Related and simpatico from Archbishop Timothy Dolan via The Anchoress:
“Maybe the greatest threat to the church is not heresy, not dissent, not secularism, not even moral relativism, but this sanitized, feel-good, boutique, therapeutic spirituality that makes no demands, calls for no sacrifice, asks for no conversion, entails no battle against sin, but only soothes and affirms.”

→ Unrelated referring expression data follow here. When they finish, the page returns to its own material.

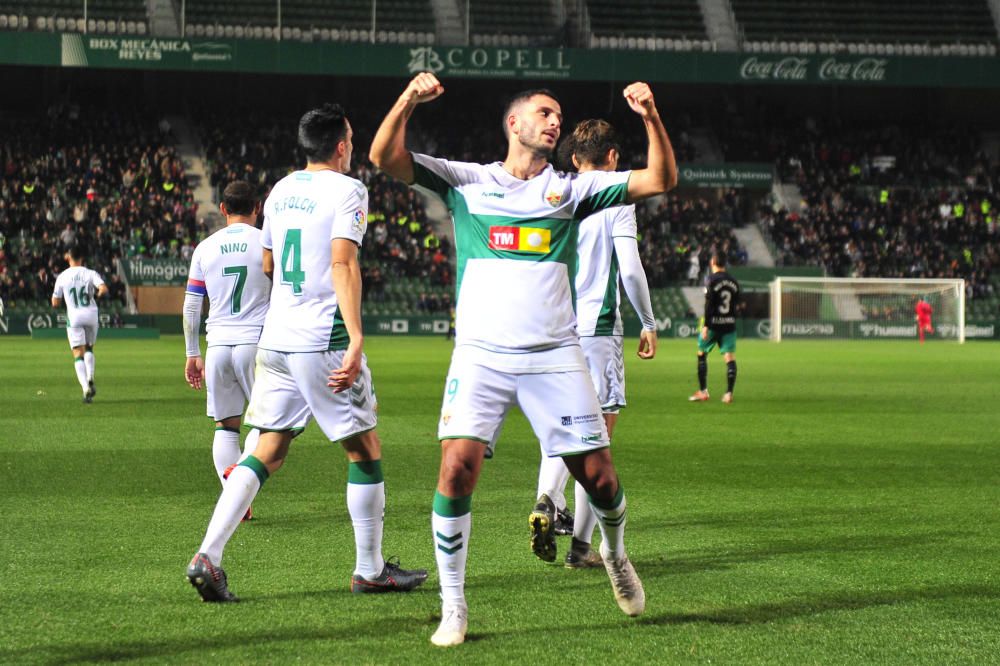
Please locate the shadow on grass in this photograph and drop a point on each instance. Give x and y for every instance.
(729, 557)
(193, 645)
(822, 603)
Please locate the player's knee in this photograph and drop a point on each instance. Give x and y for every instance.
(364, 446)
(604, 484)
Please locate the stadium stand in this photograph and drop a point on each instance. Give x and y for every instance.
(395, 21)
(103, 178)
(103, 16)
(915, 27)
(886, 201)
(650, 19)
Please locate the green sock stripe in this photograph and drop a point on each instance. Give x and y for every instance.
(258, 468)
(613, 504)
(452, 507)
(365, 472)
(614, 522)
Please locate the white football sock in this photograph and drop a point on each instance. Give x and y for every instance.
(225, 450)
(612, 524)
(585, 519)
(81, 374)
(250, 443)
(237, 495)
(451, 523)
(88, 360)
(366, 504)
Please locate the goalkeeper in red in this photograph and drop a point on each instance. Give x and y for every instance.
(924, 311)
(722, 294)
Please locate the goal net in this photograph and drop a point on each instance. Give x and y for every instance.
(864, 308)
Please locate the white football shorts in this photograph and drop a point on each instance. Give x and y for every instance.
(561, 407)
(606, 362)
(229, 379)
(291, 388)
(84, 333)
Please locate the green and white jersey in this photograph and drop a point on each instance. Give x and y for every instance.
(597, 293)
(76, 286)
(516, 245)
(305, 211)
(228, 268)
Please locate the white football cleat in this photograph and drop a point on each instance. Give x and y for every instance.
(625, 582)
(698, 396)
(454, 624)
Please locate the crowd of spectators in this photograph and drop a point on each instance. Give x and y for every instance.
(876, 201)
(678, 236)
(893, 201)
(104, 179)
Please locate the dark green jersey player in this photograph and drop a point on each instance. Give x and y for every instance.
(722, 294)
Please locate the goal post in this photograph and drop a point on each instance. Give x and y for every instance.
(864, 308)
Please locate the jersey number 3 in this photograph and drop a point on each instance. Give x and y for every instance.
(726, 298)
(291, 261)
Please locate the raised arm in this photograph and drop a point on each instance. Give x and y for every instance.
(346, 275)
(388, 151)
(637, 289)
(660, 174)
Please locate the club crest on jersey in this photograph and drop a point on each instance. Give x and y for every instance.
(359, 220)
(522, 239)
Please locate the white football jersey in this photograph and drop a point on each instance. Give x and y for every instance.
(228, 268)
(76, 286)
(516, 245)
(597, 293)
(305, 211)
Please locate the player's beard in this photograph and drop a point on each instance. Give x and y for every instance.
(538, 147)
(536, 144)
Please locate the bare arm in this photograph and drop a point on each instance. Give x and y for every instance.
(637, 289)
(660, 174)
(268, 263)
(388, 151)
(346, 273)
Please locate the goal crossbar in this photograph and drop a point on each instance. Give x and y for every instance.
(863, 307)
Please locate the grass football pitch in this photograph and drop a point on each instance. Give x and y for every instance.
(844, 509)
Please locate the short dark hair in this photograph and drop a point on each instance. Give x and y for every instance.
(523, 96)
(239, 198)
(591, 140)
(320, 130)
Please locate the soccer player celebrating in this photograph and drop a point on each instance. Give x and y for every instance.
(722, 293)
(310, 359)
(81, 287)
(607, 247)
(923, 312)
(228, 268)
(516, 343)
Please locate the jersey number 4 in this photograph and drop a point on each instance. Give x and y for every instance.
(291, 261)
(241, 279)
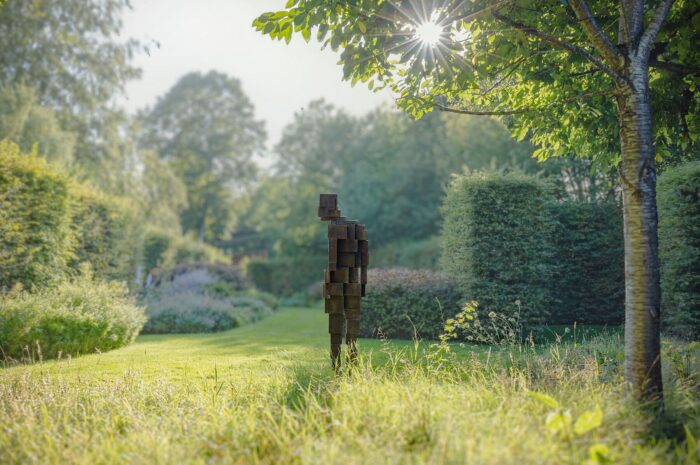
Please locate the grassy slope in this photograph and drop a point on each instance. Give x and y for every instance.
(264, 394)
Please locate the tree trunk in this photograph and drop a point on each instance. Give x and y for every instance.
(642, 277)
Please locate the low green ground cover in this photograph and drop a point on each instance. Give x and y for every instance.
(264, 393)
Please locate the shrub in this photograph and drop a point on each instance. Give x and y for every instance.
(589, 263)
(78, 316)
(401, 303)
(176, 311)
(285, 276)
(185, 250)
(418, 255)
(497, 243)
(679, 248)
(106, 233)
(155, 245)
(35, 237)
(197, 276)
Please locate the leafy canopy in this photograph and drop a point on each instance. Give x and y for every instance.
(528, 58)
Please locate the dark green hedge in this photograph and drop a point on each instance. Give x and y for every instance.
(155, 245)
(106, 231)
(497, 243)
(417, 255)
(35, 235)
(50, 224)
(401, 303)
(589, 263)
(285, 276)
(679, 248)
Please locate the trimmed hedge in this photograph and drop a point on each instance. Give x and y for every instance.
(185, 250)
(155, 245)
(417, 255)
(401, 303)
(589, 263)
(497, 243)
(193, 312)
(106, 233)
(50, 224)
(285, 276)
(78, 316)
(679, 249)
(35, 234)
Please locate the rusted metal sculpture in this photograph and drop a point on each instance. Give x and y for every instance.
(345, 277)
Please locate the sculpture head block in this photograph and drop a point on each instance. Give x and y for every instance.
(328, 207)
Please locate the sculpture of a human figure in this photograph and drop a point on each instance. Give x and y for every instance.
(345, 277)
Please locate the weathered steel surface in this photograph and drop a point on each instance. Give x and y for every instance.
(345, 278)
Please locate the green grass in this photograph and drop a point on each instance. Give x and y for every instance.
(265, 394)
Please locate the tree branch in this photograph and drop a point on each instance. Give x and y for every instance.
(595, 34)
(518, 111)
(649, 36)
(674, 67)
(562, 44)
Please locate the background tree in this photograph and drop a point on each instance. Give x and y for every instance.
(205, 129)
(33, 127)
(70, 54)
(574, 73)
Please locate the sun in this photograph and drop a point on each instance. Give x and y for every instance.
(429, 32)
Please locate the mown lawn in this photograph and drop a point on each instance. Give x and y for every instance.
(265, 394)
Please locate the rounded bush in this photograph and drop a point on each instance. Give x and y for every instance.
(402, 303)
(78, 316)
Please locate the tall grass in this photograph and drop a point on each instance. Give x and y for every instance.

Wednesday, February 25, 2009
Subscribe to:
Post Comments (Atom)

2 comments:
Oh, I love this.
"father-love and mother-love are war"
Those who haven't experienced the sharp passion involved in their kid being crossed, corrupted, neglected, misled or otherwise hurt (at ANY age) will have a very hard time understanding this. And since fewer and fewer people are having kids, that means society as a whole is losing this knowledge.
As a relatively new Christian, I still remember being mightily confused, for years, over the idea that total pacificism (aka 'peace' in the liberal lexicon) meant, in effect, giving up on many other important principles, ignoring the plight of the down-trodden, sucking up to the bullies and merely hoping they'd go away and not bother you. A very selfish kind of love indeed. Great catch.